By offering a new lens, one that accepts these things as part of our contextual make up rather than demonising them as something to be ashamed of, TCM treatments like acupuncture empowers us to ultimately let them go. Acupuncture gathers all of our experiences into a complete underlying pattern of disharmony. The goal of treatment is not to merely mask symptoms but rather to change the root pattern that allows symptoms to flourish.

In doing this, acupuncture helps us see our struggles from two distinct viewpoints: They are meaningful aspects of our stories worthy of careful consideration and at the same time fleeting details destined to be transformed.

What’s something you’ve been wanting to let go of? Give it a hug—it’s part of you—and then gently let it go.

Take On Challenges

It takes courage to go against the grain. Many doctors, as well as some family, friends and colleagues, regard mainstream medicine as the only acceptable form of healthcare. Add to that the barrage of pharmaceutical advertising, influential insurance companies, and sensationalized media messages about alternative approaches to health. It’s difficult to make certain choices in the face of such powerful forces.

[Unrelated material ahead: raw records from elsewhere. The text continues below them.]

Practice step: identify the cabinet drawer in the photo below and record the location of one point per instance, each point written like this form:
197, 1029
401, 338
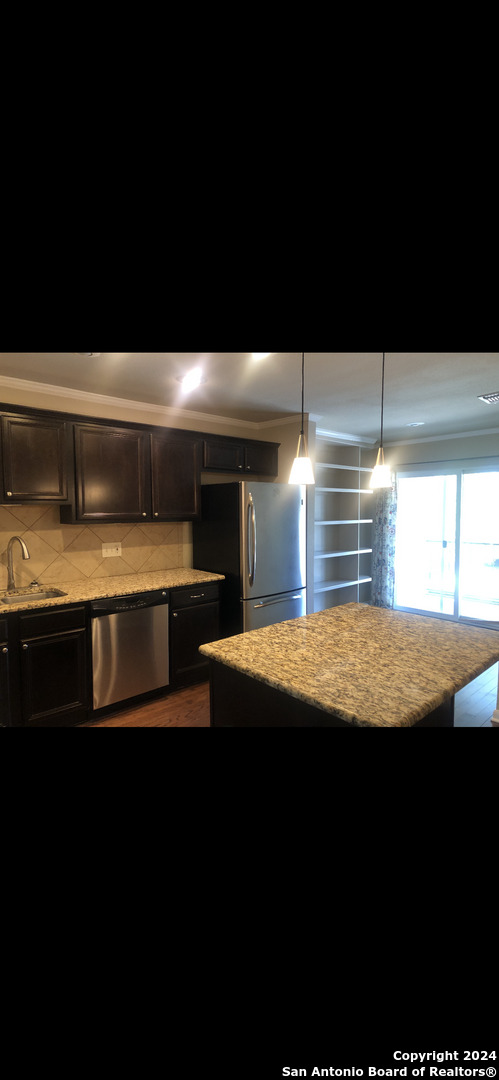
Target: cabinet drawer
36, 623
197, 594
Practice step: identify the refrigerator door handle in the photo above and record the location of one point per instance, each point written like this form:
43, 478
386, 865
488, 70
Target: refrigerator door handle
251, 540
283, 599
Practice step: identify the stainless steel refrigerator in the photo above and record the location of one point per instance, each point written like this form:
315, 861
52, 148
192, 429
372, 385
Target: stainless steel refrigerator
255, 535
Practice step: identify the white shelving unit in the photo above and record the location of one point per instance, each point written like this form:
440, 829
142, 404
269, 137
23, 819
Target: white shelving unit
342, 524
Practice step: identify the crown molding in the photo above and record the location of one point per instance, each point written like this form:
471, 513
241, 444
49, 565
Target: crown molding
163, 410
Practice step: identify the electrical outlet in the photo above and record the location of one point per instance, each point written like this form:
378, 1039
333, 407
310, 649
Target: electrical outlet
111, 550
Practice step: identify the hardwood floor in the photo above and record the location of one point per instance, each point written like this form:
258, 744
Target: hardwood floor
183, 709
190, 707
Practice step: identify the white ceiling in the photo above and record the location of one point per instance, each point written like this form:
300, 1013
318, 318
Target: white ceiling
342, 390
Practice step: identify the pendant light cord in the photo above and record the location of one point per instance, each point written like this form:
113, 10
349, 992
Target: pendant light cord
302, 393
382, 402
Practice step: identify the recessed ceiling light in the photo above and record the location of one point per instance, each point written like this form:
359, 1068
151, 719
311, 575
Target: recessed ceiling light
191, 380
489, 399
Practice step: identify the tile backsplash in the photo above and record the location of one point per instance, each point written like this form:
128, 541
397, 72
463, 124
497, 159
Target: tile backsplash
75, 552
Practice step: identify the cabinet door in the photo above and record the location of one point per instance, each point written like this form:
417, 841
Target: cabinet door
35, 459
176, 477
54, 683
192, 626
224, 456
111, 474
261, 458
4, 696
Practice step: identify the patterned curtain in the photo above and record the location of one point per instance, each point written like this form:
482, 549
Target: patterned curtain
383, 545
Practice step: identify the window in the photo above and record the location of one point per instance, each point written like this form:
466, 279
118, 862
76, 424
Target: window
447, 542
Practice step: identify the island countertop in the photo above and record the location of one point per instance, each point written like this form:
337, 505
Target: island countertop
125, 584
371, 666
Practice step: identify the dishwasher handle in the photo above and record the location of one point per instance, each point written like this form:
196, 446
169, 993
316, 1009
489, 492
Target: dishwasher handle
117, 605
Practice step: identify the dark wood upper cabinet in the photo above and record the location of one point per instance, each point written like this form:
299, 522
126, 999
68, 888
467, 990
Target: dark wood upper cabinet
233, 455
35, 454
111, 475
176, 476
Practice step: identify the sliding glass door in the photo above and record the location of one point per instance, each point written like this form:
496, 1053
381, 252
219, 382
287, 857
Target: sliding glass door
479, 563
447, 543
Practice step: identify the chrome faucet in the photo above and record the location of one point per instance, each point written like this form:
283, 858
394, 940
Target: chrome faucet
10, 570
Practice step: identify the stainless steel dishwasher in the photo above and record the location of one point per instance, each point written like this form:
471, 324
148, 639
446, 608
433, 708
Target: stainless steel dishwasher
130, 646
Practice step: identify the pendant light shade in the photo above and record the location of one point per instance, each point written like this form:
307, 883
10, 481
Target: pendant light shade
381, 474
301, 470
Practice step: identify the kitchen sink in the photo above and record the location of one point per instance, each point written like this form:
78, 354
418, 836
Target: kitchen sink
32, 594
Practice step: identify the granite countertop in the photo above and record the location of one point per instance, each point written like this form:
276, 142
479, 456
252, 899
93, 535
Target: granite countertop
77, 592
372, 666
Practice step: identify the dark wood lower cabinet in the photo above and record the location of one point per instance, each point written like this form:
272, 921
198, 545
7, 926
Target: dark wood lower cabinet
4, 685
53, 672
50, 671
194, 620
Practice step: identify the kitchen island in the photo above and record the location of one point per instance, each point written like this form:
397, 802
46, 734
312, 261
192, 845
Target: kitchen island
353, 665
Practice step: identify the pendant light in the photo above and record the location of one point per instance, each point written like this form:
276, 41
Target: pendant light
301, 470
381, 473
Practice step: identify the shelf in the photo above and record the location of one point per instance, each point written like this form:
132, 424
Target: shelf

By taking on new challenges, you’ll build the stamina necessary for taking ownership of your health.

Healing through TCM requires a conscious commitment to understanding yourself in a way that the majority shuns. It means thinking independently. It demands a willingness to go your own way. That’s not easy, but you can do it.

Get Acupuncture

This is an obvious one, but important to remember. One of the greatest beauties of acupuncture is its ability to influence our lives beyond the moments spent in treatment rooms. As evidenced by the points above, acupuncture can be incorporated into your life without ever getting poked by a needle. The theory of acupuncture on its own is enough to inspire significant shifts in mindset and behaviour.

However, if you want to cultivate the tenets of acupuncture in your life in 2015, getting an acupuncture treatment is a fantastic way to initiate the process—and periodic treatments can help keep you on course throughout the year.

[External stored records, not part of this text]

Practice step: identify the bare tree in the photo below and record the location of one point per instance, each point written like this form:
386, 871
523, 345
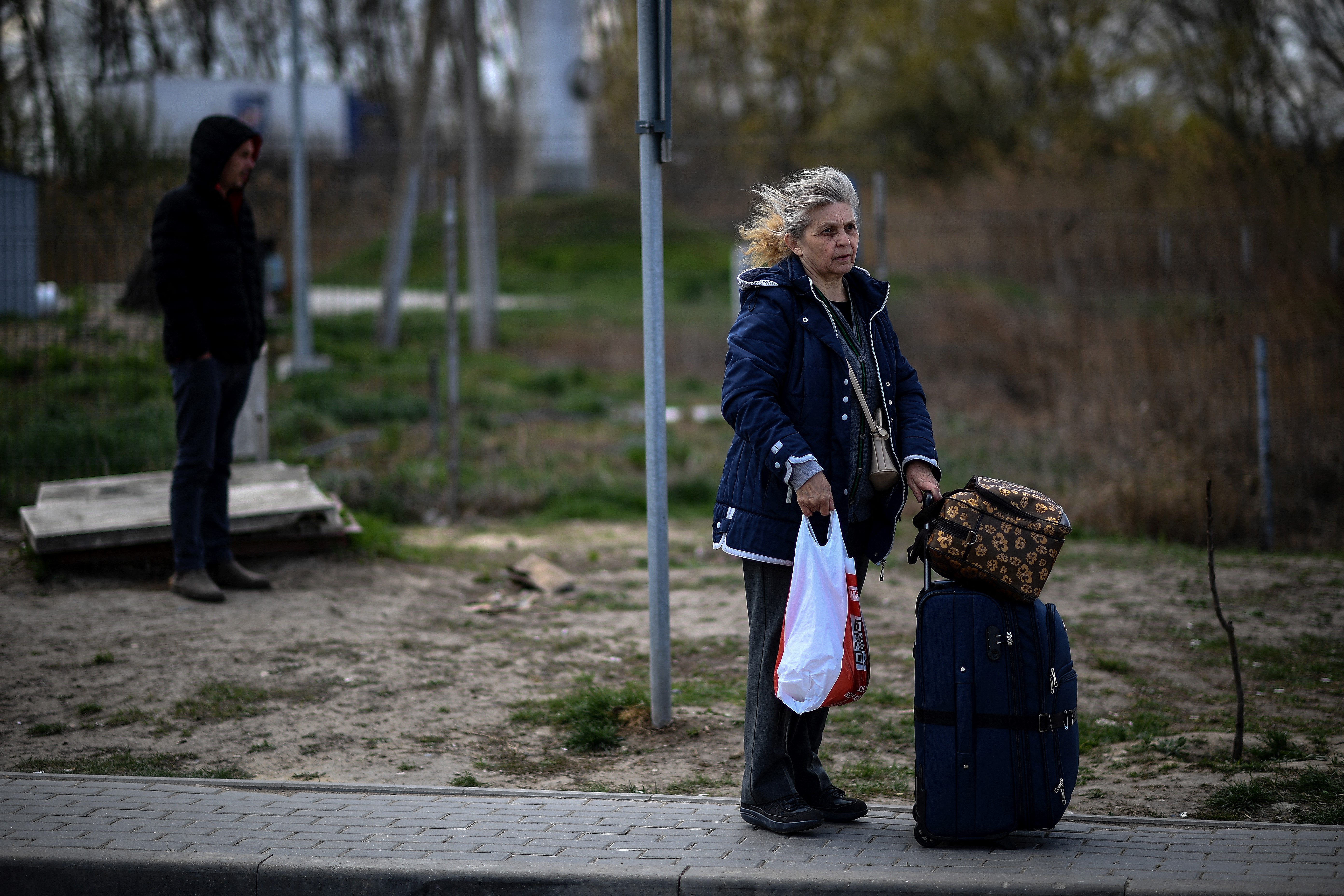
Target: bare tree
409, 168
199, 21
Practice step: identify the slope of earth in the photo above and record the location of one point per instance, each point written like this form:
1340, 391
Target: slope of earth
381, 671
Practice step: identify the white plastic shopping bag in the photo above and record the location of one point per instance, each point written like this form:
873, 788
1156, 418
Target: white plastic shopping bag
816, 623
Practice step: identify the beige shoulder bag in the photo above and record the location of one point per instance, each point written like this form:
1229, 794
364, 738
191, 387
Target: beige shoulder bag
885, 472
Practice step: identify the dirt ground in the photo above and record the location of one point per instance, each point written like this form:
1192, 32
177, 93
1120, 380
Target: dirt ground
361, 670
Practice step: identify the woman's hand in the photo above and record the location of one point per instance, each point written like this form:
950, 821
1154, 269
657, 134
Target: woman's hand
815, 496
921, 479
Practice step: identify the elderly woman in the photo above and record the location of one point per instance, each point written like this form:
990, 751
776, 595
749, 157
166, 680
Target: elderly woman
802, 447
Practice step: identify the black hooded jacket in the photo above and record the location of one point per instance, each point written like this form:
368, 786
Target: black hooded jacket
208, 271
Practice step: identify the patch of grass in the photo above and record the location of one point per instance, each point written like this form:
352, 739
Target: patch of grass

There’s something about lying on the table or sitting in the chair, in quiet stillness, and feeling acupuncture needles work their magic that makes it all click. Acupuncture treatments help awaken the senses and clarify intentions so that your self-care practices can be more effective.

So, whether as a new-year jump start or a series of regular tune ups, treat yourself to acupuncture this year. It’s one of the greatest gifts you can give yourself.